Interesting. (and certainly not planned) Carol and I both have blogs about the death of some one who had been a part of our lives. My blog is of someone I'd worked with, although I always thought of him as a friend more than a work colleague. Dave Austin, 56 years young. (he wasn't a cop) I first new Dave from when I'd respond to calls for service at the Hilton Hotel beginning in 1975, usually a crime report was needed and or a suspect was in custody from some dastardly deed ~ purse snatch, room burglary, prowling, fighting, trespassing, gambling/slot cheat, unauthorized signing of credit card document, attempt auto burglary or theft, defrauding an inn keeper, or a myriad of other crimes. You think of it, the Hilton drew them. Dave was the security department's swing shift lieutenant then, me a rookie cop. I grew to respect Dave and his professionalism. He was always there to meet me, fill me in on the details, escort me to the security office, (sometimes offer me dinner at the employee dinning room first) and ensure I had all I needed to do my job. It was like I was an invited guest in his home, he took the responsibility seriously. He later transferred to the MGM as security director where we worked together again via my stint in special events and or my duties on patrol again. I could go months without talking to him and not miss a beat in our casual but respecting attitude towards each other when we did see each other or talk on the phone. We were both ring-side the night Mike Tyson bit Holyfield' ear. We watched professional bull riders, us grimacing and laughing at the pain the riders took. We stood side by side watching Tina Turner, Cher, Kiss, Elton John, The Rolling Stones, indoor moto-cross, numerous boxing events, and more stage performers than I can remember. Oddly, just last month I'd told myself I needed to call him and catch up on old times. He also drank Coca Cola and never Pepsi. I never did....
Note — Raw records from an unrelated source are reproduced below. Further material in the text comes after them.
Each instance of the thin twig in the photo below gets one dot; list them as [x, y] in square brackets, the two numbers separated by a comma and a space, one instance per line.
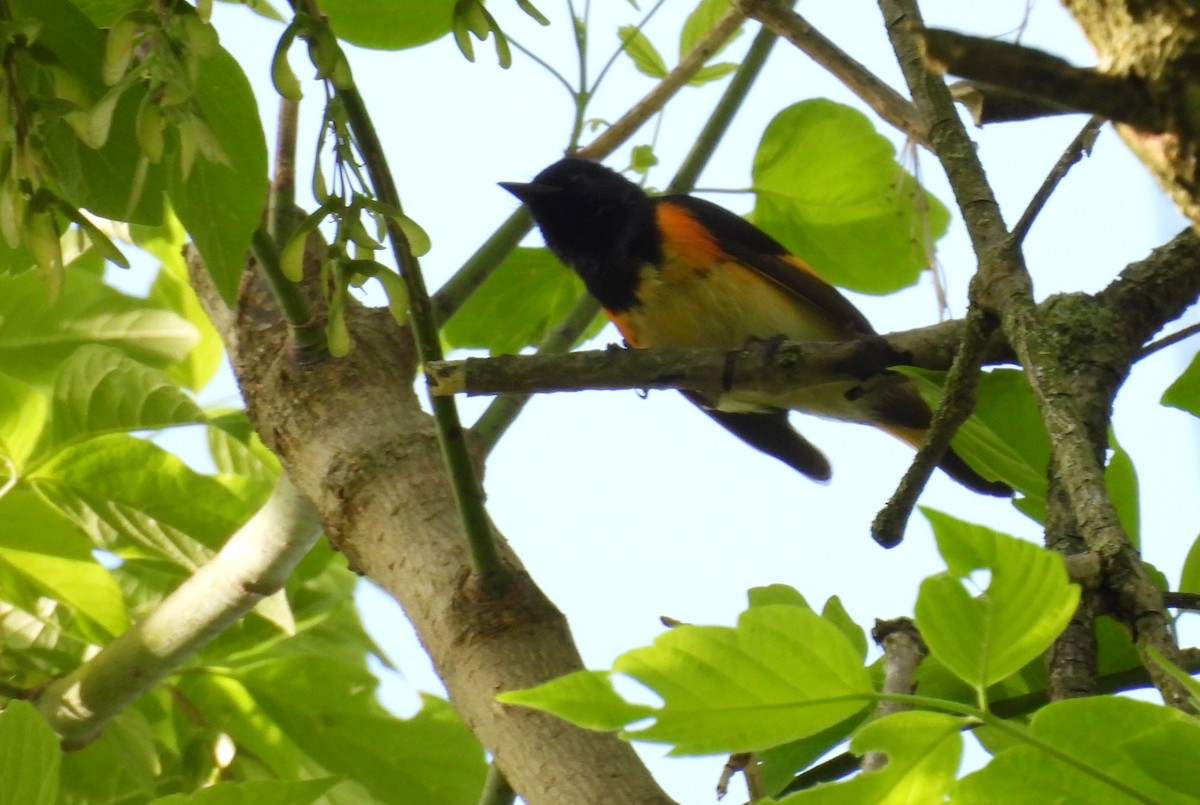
[253, 564]
[903, 652]
[889, 104]
[503, 412]
[282, 198]
[623, 128]
[1167, 341]
[1079, 146]
[305, 331]
[958, 402]
[1002, 284]
[460, 467]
Today I heard of his death. I called and spoke to a another friend who was Dave's assistant. I learned that he had serious cancer but he had told no one. Not his family - including his wife - or his fellow workers. My first thought was how brave he was to face a terminal illness alone like that. No one but he could prepare him for what he knew was the finality of it. I wondered if I could do that. He must have had a good reason for keeping it to himself, I can respect that.
http://www.legacy.com/obituaries/lvrj/obituary.aspx?n=david-austin&pid=135058329
4 comments:
I'm not sure I'd be brave enough to go through it without telling anyone. I hope his wife is dealing with it okay.
I can't believe he didn't tell anyone. That seems too hard! P.s. I didn't know you were there when Mike Tyson bit Holyfields ear!!
Wow. I wonder how someone could ever go through something like that without the support of friends and family. Very brave. That was a really nice tribute...he sounds like a great guy.
Wow, I guess I am just too much of a blubbering baby....EVERYONE would hear from me if I had something terminal...first I would go on a Disney Cruise with my family to say goodbye to everyone....AND HAVE ONE LAST GOOD VACATION!